La bicicleta europea
'Si la Convención fracasa, Europa puede desmembrarse', ha dicho solemnemente Valery Giscard D'Estaing al comenzar los trabajos del foro encargado de dibujar el futuro de la Unión Europea. Las palabras del expresidente francés expresan con claridad un temor generalizado: el de que sea poco menos que imposible buscar un consenso suficiente entre los distintos intereses presentes en este asunto. Y es que los resultados de la Convención sobre el futuro de Europa, previstos para dentro de año y pico, representarán el compromiso de una más plena integración europea o el comienzo de un retroceso en dicho proceso integrador. En todo caso, lo que no podrá ser es que las cosas continúen como ahora.
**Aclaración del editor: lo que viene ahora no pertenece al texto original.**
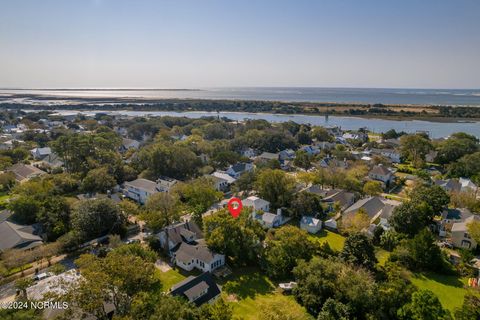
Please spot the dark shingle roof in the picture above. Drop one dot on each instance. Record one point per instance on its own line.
(380, 170)
(186, 252)
(193, 286)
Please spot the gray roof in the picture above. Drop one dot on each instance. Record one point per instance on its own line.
(175, 231)
(14, 236)
(341, 196)
(196, 290)
(268, 217)
(380, 170)
(450, 184)
(192, 286)
(186, 252)
(144, 184)
(269, 155)
(239, 167)
(310, 221)
(456, 214)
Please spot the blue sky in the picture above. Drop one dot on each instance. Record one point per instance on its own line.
(203, 43)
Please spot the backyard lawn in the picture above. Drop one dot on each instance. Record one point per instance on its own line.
(169, 278)
(382, 256)
(247, 290)
(449, 289)
(335, 240)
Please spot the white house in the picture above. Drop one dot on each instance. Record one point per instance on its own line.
(199, 256)
(40, 153)
(381, 173)
(270, 220)
(249, 153)
(140, 189)
(460, 236)
(177, 233)
(24, 172)
(237, 169)
(222, 180)
(467, 185)
(258, 204)
(391, 154)
(287, 154)
(129, 144)
(310, 224)
(197, 290)
(311, 150)
(165, 184)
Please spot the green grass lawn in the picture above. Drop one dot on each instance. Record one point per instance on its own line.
(4, 197)
(335, 240)
(248, 289)
(169, 278)
(449, 289)
(382, 256)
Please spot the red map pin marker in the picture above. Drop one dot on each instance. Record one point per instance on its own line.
(235, 207)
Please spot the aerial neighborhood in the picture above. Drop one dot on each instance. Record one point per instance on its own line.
(132, 211)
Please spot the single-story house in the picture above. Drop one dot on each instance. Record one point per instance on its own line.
(331, 196)
(198, 290)
(237, 169)
(222, 180)
(391, 154)
(24, 172)
(460, 236)
(267, 156)
(310, 224)
(328, 162)
(40, 153)
(451, 216)
(258, 204)
(165, 184)
(140, 189)
(178, 233)
(344, 198)
(197, 255)
(311, 150)
(375, 208)
(249, 153)
(381, 173)
(270, 220)
(129, 144)
(287, 154)
(52, 161)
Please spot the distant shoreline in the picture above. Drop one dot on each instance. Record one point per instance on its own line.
(400, 112)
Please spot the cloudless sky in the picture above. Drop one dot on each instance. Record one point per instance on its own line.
(205, 43)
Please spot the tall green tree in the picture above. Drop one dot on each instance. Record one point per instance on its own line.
(95, 218)
(415, 147)
(161, 210)
(359, 250)
(239, 239)
(424, 306)
(276, 187)
(283, 248)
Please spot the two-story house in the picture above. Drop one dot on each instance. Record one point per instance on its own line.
(460, 236)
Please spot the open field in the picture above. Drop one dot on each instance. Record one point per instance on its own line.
(449, 289)
(248, 290)
(334, 240)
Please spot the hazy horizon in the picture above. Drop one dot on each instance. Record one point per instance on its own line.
(106, 44)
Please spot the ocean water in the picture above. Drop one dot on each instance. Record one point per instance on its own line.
(457, 97)
(434, 129)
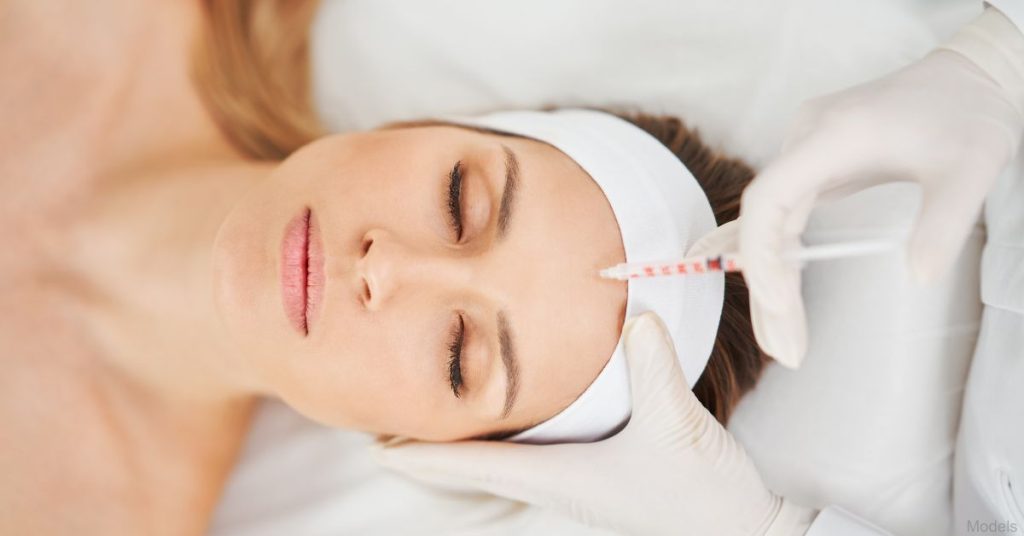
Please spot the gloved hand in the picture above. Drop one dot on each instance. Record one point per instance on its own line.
(673, 469)
(942, 122)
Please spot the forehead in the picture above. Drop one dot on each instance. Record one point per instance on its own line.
(567, 320)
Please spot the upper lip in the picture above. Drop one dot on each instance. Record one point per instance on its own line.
(302, 271)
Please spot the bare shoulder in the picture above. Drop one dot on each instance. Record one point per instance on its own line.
(62, 464)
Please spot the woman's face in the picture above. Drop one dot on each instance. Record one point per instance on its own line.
(446, 287)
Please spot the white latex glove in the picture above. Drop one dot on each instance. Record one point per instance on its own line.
(673, 469)
(942, 122)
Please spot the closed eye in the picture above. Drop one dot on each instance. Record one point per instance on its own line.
(455, 357)
(455, 200)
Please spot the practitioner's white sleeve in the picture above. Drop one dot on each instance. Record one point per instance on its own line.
(836, 522)
(1014, 9)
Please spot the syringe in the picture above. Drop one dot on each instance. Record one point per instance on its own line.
(733, 262)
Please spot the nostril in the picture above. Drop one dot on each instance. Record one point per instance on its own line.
(367, 294)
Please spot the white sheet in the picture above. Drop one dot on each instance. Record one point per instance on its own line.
(869, 420)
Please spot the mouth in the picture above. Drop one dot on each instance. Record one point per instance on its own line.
(302, 272)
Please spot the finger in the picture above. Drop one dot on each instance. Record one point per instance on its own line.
(781, 335)
(945, 219)
(524, 472)
(769, 227)
(657, 382)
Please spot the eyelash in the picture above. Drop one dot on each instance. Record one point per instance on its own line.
(455, 359)
(455, 199)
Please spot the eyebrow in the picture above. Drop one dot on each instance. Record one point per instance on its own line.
(509, 192)
(510, 361)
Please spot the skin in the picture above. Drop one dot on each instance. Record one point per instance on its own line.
(376, 357)
(140, 310)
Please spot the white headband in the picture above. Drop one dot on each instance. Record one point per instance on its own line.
(662, 211)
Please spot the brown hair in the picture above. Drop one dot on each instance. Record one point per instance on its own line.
(736, 361)
(251, 67)
(252, 71)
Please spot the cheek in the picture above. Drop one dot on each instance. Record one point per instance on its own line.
(364, 374)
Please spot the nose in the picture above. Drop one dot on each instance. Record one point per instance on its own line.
(389, 266)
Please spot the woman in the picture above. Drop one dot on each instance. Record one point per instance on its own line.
(160, 264)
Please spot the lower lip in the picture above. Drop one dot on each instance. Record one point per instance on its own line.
(302, 272)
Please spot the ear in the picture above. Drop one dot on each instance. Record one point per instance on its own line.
(723, 239)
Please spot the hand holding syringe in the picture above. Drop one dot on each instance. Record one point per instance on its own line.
(733, 262)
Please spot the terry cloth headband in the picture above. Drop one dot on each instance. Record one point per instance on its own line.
(662, 211)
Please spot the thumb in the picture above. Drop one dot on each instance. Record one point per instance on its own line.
(780, 334)
(657, 383)
(524, 472)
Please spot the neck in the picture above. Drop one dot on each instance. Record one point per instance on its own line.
(141, 270)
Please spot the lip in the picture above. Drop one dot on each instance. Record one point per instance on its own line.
(302, 272)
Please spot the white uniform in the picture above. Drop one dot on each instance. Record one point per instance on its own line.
(988, 478)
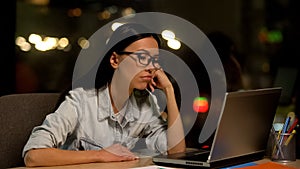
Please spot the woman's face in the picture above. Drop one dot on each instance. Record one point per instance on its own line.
(140, 74)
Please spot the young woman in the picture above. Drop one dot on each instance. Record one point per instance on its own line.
(104, 123)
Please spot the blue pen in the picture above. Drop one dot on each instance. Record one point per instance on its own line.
(284, 130)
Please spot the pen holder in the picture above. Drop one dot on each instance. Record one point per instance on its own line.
(284, 147)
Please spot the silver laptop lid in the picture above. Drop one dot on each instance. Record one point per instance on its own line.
(245, 123)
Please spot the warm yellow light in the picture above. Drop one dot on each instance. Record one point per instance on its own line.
(20, 40)
(174, 44)
(83, 43)
(34, 38)
(167, 34)
(115, 25)
(63, 42)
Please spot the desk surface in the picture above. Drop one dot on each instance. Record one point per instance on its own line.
(137, 163)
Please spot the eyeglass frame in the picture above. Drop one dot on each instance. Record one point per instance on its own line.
(138, 54)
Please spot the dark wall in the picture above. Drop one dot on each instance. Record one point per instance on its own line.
(7, 57)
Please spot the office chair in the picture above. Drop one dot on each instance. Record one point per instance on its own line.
(19, 113)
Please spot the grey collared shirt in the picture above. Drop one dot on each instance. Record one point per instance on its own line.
(86, 121)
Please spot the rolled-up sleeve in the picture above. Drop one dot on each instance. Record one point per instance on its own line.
(56, 126)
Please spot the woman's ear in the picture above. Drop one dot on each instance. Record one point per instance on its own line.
(114, 60)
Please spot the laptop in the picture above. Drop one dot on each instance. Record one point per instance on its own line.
(241, 135)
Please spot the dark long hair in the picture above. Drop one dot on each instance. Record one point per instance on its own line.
(122, 37)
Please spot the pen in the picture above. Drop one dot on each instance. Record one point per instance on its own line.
(289, 138)
(293, 125)
(284, 129)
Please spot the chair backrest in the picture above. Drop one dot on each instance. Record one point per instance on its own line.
(19, 113)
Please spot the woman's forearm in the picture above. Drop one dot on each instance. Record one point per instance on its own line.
(175, 133)
(54, 156)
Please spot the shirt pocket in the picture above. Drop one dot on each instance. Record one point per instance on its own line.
(88, 144)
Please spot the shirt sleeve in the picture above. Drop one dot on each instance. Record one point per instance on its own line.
(55, 128)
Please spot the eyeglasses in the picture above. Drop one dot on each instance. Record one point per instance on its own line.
(143, 57)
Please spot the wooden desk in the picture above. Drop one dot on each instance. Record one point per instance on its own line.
(131, 164)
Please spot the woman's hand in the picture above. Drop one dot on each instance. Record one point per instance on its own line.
(160, 80)
(117, 152)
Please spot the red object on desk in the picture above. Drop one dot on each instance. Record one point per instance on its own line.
(269, 165)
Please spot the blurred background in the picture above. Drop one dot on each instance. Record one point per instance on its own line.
(265, 33)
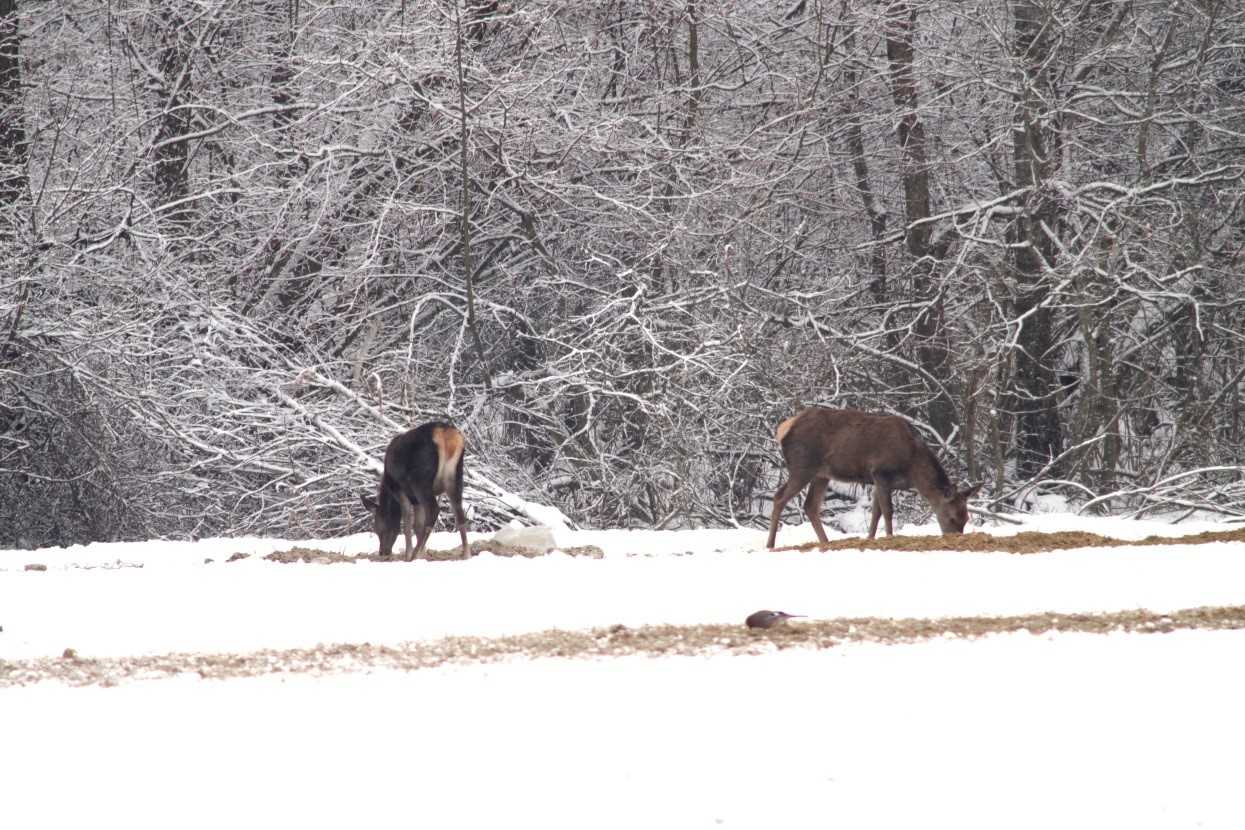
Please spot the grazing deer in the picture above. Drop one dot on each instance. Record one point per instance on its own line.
(420, 466)
(863, 448)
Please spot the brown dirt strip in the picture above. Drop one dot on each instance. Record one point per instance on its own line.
(616, 641)
(1022, 543)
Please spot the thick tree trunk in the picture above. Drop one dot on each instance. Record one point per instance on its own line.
(1035, 156)
(931, 350)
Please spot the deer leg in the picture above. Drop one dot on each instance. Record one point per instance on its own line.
(456, 500)
(813, 507)
(882, 505)
(425, 515)
(407, 510)
(874, 513)
(788, 488)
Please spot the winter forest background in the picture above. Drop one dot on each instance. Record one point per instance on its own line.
(244, 242)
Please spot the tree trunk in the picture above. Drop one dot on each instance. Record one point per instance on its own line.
(1035, 156)
(931, 350)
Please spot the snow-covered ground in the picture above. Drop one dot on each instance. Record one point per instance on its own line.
(1015, 731)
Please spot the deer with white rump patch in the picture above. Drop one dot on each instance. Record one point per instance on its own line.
(857, 447)
(420, 464)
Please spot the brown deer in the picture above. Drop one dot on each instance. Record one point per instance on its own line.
(420, 464)
(863, 448)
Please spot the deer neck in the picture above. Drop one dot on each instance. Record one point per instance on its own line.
(930, 479)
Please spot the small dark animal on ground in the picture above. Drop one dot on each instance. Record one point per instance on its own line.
(768, 619)
(857, 447)
(420, 464)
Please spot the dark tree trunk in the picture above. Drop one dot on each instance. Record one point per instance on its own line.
(931, 350)
(1035, 153)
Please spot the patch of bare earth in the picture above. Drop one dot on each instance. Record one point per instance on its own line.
(1022, 543)
(615, 641)
(477, 548)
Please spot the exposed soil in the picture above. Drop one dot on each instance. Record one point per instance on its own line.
(1022, 543)
(615, 641)
(619, 640)
(329, 558)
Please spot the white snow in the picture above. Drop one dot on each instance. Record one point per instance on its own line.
(1016, 731)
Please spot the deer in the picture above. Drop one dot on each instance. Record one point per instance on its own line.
(858, 447)
(420, 464)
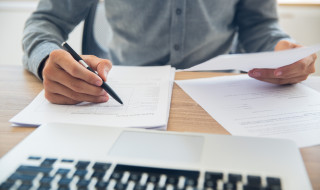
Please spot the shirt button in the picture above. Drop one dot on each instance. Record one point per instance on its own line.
(176, 47)
(178, 11)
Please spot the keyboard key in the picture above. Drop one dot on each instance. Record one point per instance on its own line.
(254, 180)
(135, 176)
(116, 175)
(229, 186)
(64, 182)
(83, 184)
(213, 176)
(6, 185)
(120, 186)
(173, 180)
(170, 172)
(101, 185)
(34, 158)
(210, 184)
(99, 166)
(67, 160)
(63, 172)
(82, 165)
(25, 187)
(248, 187)
(153, 178)
(48, 162)
(25, 179)
(234, 178)
(80, 173)
(191, 182)
(98, 174)
(46, 181)
(33, 170)
(139, 187)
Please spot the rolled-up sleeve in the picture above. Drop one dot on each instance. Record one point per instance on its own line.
(48, 27)
(258, 25)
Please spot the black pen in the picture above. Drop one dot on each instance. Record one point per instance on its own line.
(104, 85)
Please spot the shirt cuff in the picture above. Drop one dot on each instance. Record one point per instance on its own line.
(37, 56)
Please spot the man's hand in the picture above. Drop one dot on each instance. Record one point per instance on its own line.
(290, 74)
(67, 82)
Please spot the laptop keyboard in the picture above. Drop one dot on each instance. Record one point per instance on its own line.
(52, 173)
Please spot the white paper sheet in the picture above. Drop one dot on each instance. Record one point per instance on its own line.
(313, 82)
(248, 107)
(145, 91)
(246, 62)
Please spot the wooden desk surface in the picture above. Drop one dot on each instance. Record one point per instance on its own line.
(18, 88)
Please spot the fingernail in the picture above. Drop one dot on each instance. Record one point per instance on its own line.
(278, 73)
(103, 98)
(256, 74)
(98, 83)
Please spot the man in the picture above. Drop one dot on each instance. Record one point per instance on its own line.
(182, 33)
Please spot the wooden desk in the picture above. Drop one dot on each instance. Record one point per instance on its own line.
(18, 88)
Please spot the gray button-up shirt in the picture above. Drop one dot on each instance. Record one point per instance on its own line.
(181, 33)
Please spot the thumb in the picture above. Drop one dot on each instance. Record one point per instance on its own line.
(103, 69)
(284, 44)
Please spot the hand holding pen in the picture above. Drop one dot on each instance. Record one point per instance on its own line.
(66, 81)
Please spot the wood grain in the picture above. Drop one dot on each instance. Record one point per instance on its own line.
(19, 87)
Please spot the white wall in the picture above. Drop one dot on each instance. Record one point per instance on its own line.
(13, 15)
(301, 22)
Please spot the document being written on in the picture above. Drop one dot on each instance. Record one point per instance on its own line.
(145, 91)
(248, 107)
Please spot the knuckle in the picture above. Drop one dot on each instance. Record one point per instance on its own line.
(281, 81)
(73, 71)
(55, 54)
(76, 87)
(49, 97)
(46, 83)
(75, 96)
(304, 77)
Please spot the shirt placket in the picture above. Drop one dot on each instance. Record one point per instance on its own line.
(178, 10)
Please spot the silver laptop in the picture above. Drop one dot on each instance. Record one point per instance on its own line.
(60, 156)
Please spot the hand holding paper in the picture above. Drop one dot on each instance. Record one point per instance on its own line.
(289, 74)
(247, 62)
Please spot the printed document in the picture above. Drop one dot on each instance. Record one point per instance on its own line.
(248, 107)
(246, 62)
(145, 91)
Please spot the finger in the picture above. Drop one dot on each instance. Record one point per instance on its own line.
(57, 88)
(74, 84)
(261, 73)
(102, 66)
(75, 69)
(302, 67)
(282, 81)
(59, 99)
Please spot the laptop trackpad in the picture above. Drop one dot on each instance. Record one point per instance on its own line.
(158, 146)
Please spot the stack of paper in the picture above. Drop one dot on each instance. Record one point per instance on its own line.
(145, 91)
(248, 107)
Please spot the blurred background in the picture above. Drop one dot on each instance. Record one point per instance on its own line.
(299, 18)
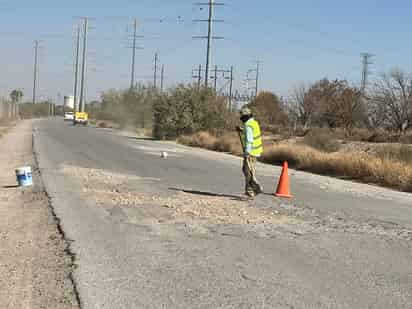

Vista en perspectiva, la historia de la construcción europea se asemeja bastante a la marcha de una bicicleta, siempre dependiente del pedalear del ciclista. Mientras los pedales sigan moviéndose, la bicicleta avanza. Si dejan de hacerlo, la bicicleta acabará por caer al suelo. No hay término medio. En Europa, el proceso también fue siempre así. Comenzó por la libre circulación de mercancías, para lo cual fue precisa la eliminación paulatina de los aranceles existentes entre sus miembros. Pero claro, una zona de libre comercio con distintos aranceles frente a terceros era inviable, pues los productos del exterior siempre elegirían la entrada más fácil de entre todas las posibles. Así, el arancel externo común, y la creación de una unión aduanera, se abrieron paso como condición necesaria para que el invento no se fuera al traste. Entonces surgieron nuevos problemas. Para que el nuevo mercado común funcionara, los Estados miembros no podían tener normas diferentes que afectaran a la producción, pues la competencia estaría demasiado mediatizada, y fue necesario plantear normas industriales, agrícolas, medioambientales, y otras de muy diversa índole. Después tuvieron que eliminarse las restricciones a la libre circulación de capitales y, finalmente, de personas. La existencia de diferentes monedas pasó entonces a ser el nuevo obstáculo a batir, para lograr que los tipos de cambio entre las mismas no impidieran la fluidez de los intercambios, iniciándose la marcha hacia la unión monetaria que hoy conocemos.
Hasta el momento, las presiones del mercado han venido siendo suficientes para continuar pedaleando y evitar la caída de la bicicleta. Sin embargo, durante dicho proceso, la Unión Europea se ha convertido, en la práctica, en el ámbito en el que se decide la gran mayoría de las cuestiones que afectan a nuestra vida cotidiana, lo que pone en primer plano el debate sobre cómo y quienes han de tomar esas decisiones en el futuro. Aparece entonces una nueva disfunción: la derivada de la existencia de unos sistemas de representación política vinculados principalmente al ámbito del Estado-nación, cuando los procesos económicos y sociales no se dan ya únicamente en ese ámbito. Se hace necesario entonces dar un nuevo paso en el sentido de adecuar lo político a lo ya logrado en lo económico. Pero aquí nos encontramos ante un asunto mucho más complejo y delicado, en cuanto afecta a la esencia misma de los Estados nacionales, principales sujetos de la historia contemporánea en nuestro viejo continente
Pero es que, además, durante las últimas décadas, tendencias fuertemente descentralizadoras -fenómeno por otra parte no exclusivamente europeo- han ido cobrando fuerza, no sólo como respuesta a la uniformización cultural y social, sino también como fórmula más adecuada para impulsar una gestión pública más eficaz y una administración más cercana a la sociedad. Naciones sin Estado, regiones, y entes subestatales diversos, que necesariamente han de tener su papel en el futuro de la Unión Europea, una vez que los Estados-nación se han visto privados de algunos de sus principales atributos, como la existencia de mercados y monedas nacionales. Y esa también es una cuestión importante, mal que les pese a algunos ciclistas como Aznar, que pretenden parar la bicicleta o, lo que es aún más complicado, hacer que marche hacia atrás.